In 2016, North Carolina’s legislature passed House Bill 2, a bill targeting LGBT people for discriminatory treatment, during a one-day special session. While estimates of the total amount of damage to North Carolina’s economy vary, there are plenty of examples of the wide-ranging fallout:
  • Just a few weeks before the special session, PayPal had announced plans to open a Charlotte office employing over 400 people with an average salary of $50,929. Upon HB 2’s passage, PayPal canceled its investment. Deutsche Bank froze its plans to add 250 jobs in Cary.
  • The National Basketball Association (NBA) moved its 2017 All-Star game, originally scheduled in Charlotte, to New Orleans. Charlotte’s visitors’ bureau estimated this cost the city approximately $100m in tourism revenue.
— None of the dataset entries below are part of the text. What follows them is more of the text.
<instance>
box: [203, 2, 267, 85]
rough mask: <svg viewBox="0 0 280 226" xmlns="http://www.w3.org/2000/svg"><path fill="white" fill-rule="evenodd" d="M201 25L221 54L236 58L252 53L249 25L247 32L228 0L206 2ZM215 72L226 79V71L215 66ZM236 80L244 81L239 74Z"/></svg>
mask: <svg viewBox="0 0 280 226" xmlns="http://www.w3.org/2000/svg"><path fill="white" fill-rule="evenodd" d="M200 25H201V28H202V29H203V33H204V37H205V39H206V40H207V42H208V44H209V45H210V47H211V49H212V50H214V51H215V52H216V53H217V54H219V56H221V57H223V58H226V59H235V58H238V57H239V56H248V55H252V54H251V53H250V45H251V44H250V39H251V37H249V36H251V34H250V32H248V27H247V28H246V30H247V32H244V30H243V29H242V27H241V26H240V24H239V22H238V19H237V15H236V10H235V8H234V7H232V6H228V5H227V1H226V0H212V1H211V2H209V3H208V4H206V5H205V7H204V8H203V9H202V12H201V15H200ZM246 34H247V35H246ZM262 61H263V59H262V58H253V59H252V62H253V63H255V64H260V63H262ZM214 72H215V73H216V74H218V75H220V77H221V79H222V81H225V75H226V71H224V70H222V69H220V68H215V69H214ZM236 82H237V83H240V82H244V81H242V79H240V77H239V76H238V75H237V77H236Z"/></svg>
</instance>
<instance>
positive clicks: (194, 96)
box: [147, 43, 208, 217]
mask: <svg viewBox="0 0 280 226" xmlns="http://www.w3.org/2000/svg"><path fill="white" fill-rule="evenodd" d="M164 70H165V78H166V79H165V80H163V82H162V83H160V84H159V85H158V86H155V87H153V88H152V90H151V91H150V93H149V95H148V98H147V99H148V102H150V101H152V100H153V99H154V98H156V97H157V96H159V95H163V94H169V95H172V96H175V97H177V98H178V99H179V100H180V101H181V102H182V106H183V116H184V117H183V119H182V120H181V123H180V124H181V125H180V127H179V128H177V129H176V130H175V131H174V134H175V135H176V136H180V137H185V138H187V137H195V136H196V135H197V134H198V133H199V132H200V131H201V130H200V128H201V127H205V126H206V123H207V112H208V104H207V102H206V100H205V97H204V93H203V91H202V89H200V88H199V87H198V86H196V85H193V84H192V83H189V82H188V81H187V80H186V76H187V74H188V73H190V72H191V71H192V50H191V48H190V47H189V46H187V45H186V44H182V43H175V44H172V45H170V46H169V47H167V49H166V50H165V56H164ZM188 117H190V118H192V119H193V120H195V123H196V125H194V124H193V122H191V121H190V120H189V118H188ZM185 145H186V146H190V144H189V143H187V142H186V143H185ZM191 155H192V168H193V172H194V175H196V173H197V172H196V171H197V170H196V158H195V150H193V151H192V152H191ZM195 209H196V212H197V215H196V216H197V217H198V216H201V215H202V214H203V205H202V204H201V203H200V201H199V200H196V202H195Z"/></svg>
  • The National Collegiate Athletic Association (NCAA) removed seven 2016-2017 championship games from the state, affecting basketball, baseball, soccer, and other sports. The NCAA’s president explained, “We believe in providing a safe and respectful environment at our events.” The Atlantic Coast Conference also moved eight 2016-2017 championship games.
  • In October 2015, months after the RFRA battle of that spring died down in Indiana, Visit Indy commissioned a survey of 339 national meeting and convention planners and 419 Chicago residents. The survey revealed that Indiana’s RFRA left a strong negative impression. 
  • When asked “Has Indianapolis been in the news recently, and if so, for what topic(s)?” 58% of meeting planners cited RFRA/LGBT issues. In previous years, a majority of respondents would mention a major sporting event, such as the Final Four, Super Bowl, or Indy 500. In contrast, only 4% mentioned the Final Four in the 2015 survey.
  • In a separate survey by a national travel research group (Smith Travel Research), Indianapolis was ranked 39th among 40 major convention cities for receiving “bad publicity” that may deter event planners from choosing it in the future.

Nationally, poll after poll continues to show support for the LGBT community and opposition to discriminatory religious exemptions.